I’ve had to consider that one day the battery units will have to be replaced. It won’t be easy, but I will be able to get to them from the front, after I remove the pilot side display and the remote LRUs and vertical rack that sit behind it.

LRU Rack Fit and Mounting

Most of the remotely mounted avionics will be behind the instrument panel, on a custom designed and fabricated rack. Each Line Replaceable Unit (LRU) has a specific position on the rack and the harness is custom tailored to precisely reach and connect all of the units together, along with all of the other electrical systems in the aircraft.

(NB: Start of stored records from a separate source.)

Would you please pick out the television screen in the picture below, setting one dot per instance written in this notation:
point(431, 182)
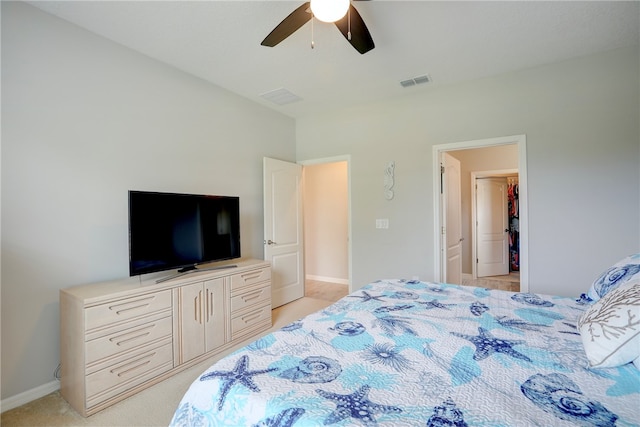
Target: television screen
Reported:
point(169, 230)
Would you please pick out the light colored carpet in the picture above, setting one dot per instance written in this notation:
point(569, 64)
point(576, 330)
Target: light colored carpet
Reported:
point(151, 407)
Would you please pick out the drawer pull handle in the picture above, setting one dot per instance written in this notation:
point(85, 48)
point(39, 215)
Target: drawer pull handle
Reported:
point(252, 275)
point(133, 365)
point(251, 296)
point(251, 317)
point(126, 338)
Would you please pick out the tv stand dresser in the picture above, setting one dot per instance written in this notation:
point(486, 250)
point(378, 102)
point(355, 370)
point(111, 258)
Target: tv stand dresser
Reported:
point(120, 337)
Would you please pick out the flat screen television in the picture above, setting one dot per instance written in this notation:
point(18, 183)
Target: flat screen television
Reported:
point(179, 231)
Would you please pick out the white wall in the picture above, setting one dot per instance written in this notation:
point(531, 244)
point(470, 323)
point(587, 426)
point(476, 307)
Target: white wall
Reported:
point(580, 118)
point(326, 229)
point(83, 121)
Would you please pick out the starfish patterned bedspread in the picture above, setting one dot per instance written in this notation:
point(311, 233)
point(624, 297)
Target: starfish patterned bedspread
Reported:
point(409, 353)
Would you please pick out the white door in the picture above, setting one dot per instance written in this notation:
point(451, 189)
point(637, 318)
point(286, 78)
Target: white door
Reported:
point(453, 219)
point(492, 229)
point(283, 244)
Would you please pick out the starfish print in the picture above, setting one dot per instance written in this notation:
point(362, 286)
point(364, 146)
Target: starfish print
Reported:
point(486, 345)
point(238, 374)
point(356, 405)
point(434, 303)
point(367, 297)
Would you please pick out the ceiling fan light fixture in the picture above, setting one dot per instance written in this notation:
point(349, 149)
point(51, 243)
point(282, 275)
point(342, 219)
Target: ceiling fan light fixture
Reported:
point(329, 10)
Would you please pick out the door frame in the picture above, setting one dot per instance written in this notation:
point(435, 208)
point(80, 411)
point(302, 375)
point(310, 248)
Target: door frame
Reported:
point(325, 160)
point(438, 206)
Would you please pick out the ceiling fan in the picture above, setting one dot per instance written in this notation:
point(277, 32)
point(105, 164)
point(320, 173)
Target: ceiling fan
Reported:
point(350, 25)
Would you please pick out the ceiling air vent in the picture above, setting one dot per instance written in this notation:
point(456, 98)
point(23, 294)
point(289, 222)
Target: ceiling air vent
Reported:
point(281, 96)
point(415, 81)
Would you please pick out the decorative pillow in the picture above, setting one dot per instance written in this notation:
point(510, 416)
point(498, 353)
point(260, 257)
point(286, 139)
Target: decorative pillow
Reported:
point(610, 328)
point(621, 272)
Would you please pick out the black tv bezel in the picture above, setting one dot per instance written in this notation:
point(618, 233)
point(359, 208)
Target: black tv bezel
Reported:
point(182, 268)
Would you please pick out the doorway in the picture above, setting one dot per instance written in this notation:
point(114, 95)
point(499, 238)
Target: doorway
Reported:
point(518, 142)
point(327, 239)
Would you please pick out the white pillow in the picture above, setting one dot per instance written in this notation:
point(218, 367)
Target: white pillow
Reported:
point(610, 328)
point(625, 270)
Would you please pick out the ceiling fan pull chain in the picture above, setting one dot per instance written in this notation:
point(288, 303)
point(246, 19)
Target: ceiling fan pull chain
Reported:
point(349, 22)
point(313, 44)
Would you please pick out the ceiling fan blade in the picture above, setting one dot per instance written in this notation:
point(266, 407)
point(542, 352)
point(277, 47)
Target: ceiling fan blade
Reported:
point(360, 37)
point(288, 26)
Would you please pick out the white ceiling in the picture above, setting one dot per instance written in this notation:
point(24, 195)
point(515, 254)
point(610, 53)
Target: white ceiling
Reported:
point(451, 41)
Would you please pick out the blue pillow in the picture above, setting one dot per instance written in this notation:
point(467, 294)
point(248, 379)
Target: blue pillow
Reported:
point(621, 272)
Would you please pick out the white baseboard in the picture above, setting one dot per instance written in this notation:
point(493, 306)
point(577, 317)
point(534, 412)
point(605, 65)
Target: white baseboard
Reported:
point(327, 279)
point(29, 395)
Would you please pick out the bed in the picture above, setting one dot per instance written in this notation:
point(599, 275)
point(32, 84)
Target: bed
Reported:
point(407, 353)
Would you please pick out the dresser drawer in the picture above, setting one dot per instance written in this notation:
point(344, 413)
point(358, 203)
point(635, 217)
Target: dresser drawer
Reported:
point(242, 300)
point(137, 369)
point(115, 343)
point(249, 278)
point(123, 310)
point(250, 319)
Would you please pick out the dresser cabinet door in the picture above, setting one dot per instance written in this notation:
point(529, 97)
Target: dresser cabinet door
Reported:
point(215, 317)
point(191, 321)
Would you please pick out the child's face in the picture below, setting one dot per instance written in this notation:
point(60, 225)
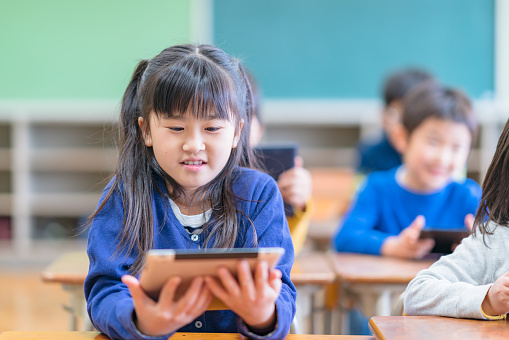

I elected to have the harness and panel professionally designed and fabricated by Midwest Panel Builders in Lapeer, Michigan — specifically for my Sling 2 and its extensive Garmin G3X advanced IFR avionics suite. While I might have been able to manage the panel and wiring for a modest VFR setup, there was no way I was going to attempt it for this project.

Even with the custom-made harness, rack and panel there is still plenty of fitting and integration for me to do. This is no paint-by-numbers ELSA project. It’s full-on experimental amateur-built — all the way. I can’t wait to begin training for my IFR rating in this aircraft.

The LRU rack is a replacement for the one I received back in April. The original rack was the first of an all new design and needed several refinements.

The new rack needed to be fitted and the mounting points established. The center portion of the rack needed support. I designed and fabricated a bracket. Everything fits nicely.

Cabin and Firewall

With the firewall forward kit and the avionics, related tasks are accomplished.